THE END OF THE HOLOCAUST
By Alvin H. Rosenfeld
Indiana University Press, 328 pages, $29.95
The impact of the Holocaust on contemporary culture has been enormous; less recognized has been the impact of contemporary culture on what we think of as “the Holocaust.” The main thrust of Alvin Rosenfeld’s “The End of the Holocaust” is to examine ways in which popular culture has influenced Holocaust awareness, shaping the content of historical memory and expanding its application to atrocities that had nothing to do with the murder of European Jewry. He balances his discussion of such deflective efforts with a sober analysis of how writers like Elie Wiesel, Jean Améry, Primo Levi and Imre Kertész focus our attention back onto the killing reality of the catastrophe, and its influence on what some of them somberly refer to as “life after Auschwitz.”

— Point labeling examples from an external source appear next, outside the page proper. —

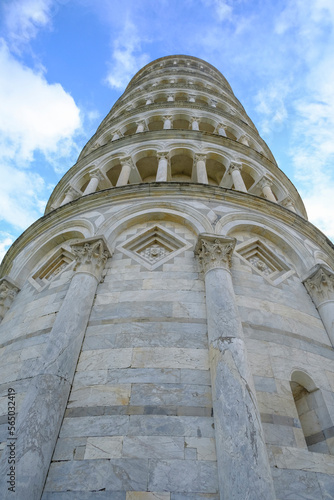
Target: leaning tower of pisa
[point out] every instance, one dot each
(168, 325)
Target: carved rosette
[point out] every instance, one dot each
(8, 292)
(91, 256)
(320, 285)
(214, 251)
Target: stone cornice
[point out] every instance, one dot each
(8, 292)
(170, 136)
(320, 284)
(187, 191)
(214, 251)
(90, 256)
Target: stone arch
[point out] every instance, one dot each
(147, 164)
(112, 168)
(39, 250)
(258, 225)
(216, 165)
(181, 163)
(144, 211)
(315, 420)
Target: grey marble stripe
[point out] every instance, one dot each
(96, 411)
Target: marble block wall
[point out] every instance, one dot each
(139, 416)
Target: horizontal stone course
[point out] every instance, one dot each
(187, 475)
(170, 410)
(170, 394)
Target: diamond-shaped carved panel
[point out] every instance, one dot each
(264, 261)
(154, 246)
(54, 266)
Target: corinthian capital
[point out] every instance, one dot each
(320, 284)
(91, 256)
(214, 251)
(8, 291)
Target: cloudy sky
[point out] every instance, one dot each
(63, 63)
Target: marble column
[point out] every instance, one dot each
(43, 408)
(95, 178)
(162, 173)
(243, 466)
(235, 171)
(201, 173)
(117, 135)
(289, 204)
(221, 129)
(8, 292)
(194, 123)
(244, 140)
(70, 194)
(140, 126)
(167, 122)
(320, 286)
(265, 185)
(125, 172)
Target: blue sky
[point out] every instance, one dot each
(63, 63)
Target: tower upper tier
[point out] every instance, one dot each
(177, 121)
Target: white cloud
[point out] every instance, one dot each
(271, 104)
(21, 195)
(127, 57)
(34, 115)
(23, 19)
(6, 240)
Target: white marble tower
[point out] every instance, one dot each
(168, 325)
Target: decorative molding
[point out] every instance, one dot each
(263, 260)
(8, 292)
(214, 251)
(90, 256)
(154, 247)
(320, 284)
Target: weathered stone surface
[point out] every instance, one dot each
(146, 495)
(83, 495)
(163, 357)
(113, 475)
(163, 447)
(170, 394)
(147, 425)
(187, 475)
(293, 484)
(104, 447)
(95, 426)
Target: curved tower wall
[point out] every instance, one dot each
(168, 324)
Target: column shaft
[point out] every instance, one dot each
(238, 180)
(162, 169)
(92, 185)
(45, 402)
(201, 172)
(243, 466)
(124, 175)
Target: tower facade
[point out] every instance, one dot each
(168, 326)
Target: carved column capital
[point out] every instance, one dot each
(199, 157)
(214, 251)
(91, 256)
(8, 292)
(163, 154)
(320, 284)
(265, 182)
(126, 160)
(97, 174)
(234, 166)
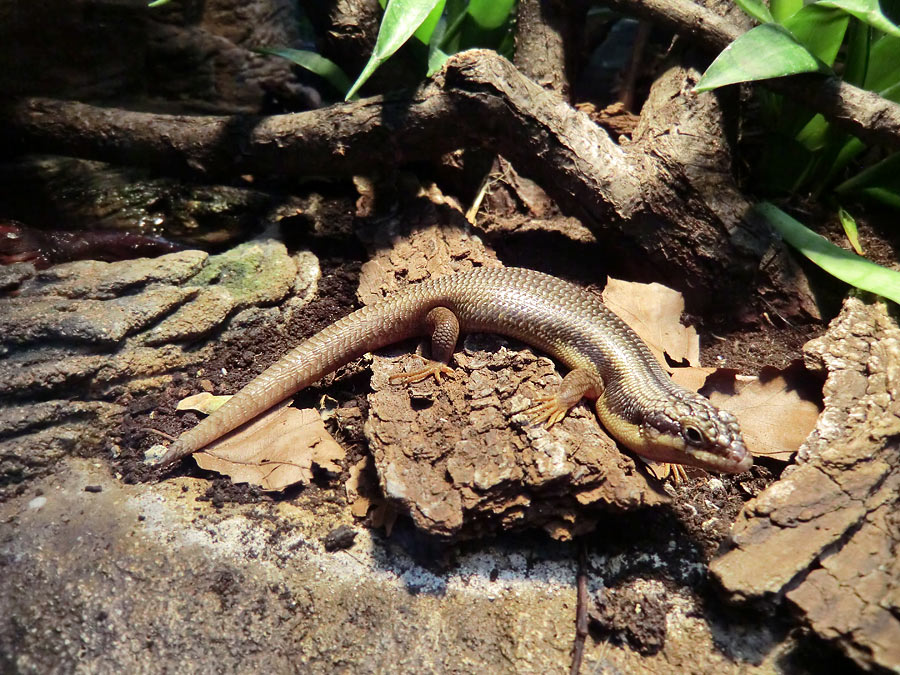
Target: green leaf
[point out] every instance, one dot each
(784, 9)
(884, 175)
(819, 29)
(401, 19)
(490, 14)
(756, 9)
(761, 53)
(867, 11)
(848, 222)
(314, 63)
(884, 64)
(840, 263)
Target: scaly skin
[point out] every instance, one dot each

“The End of the Holocaust” is a model of critical intelligence, restrained in its judgments, never shrill or accusatory in its disagreements, always illuminating in its insights into the motives and achievements of the major Holocaust writers Rosenfeld discusses. Some readers may be inclined to argue with the alarmed vision of its closing pages, which assemble evidence for the possible coming of a second Holocaust against Israel, but this does not diminish the impact of the preceding chapters.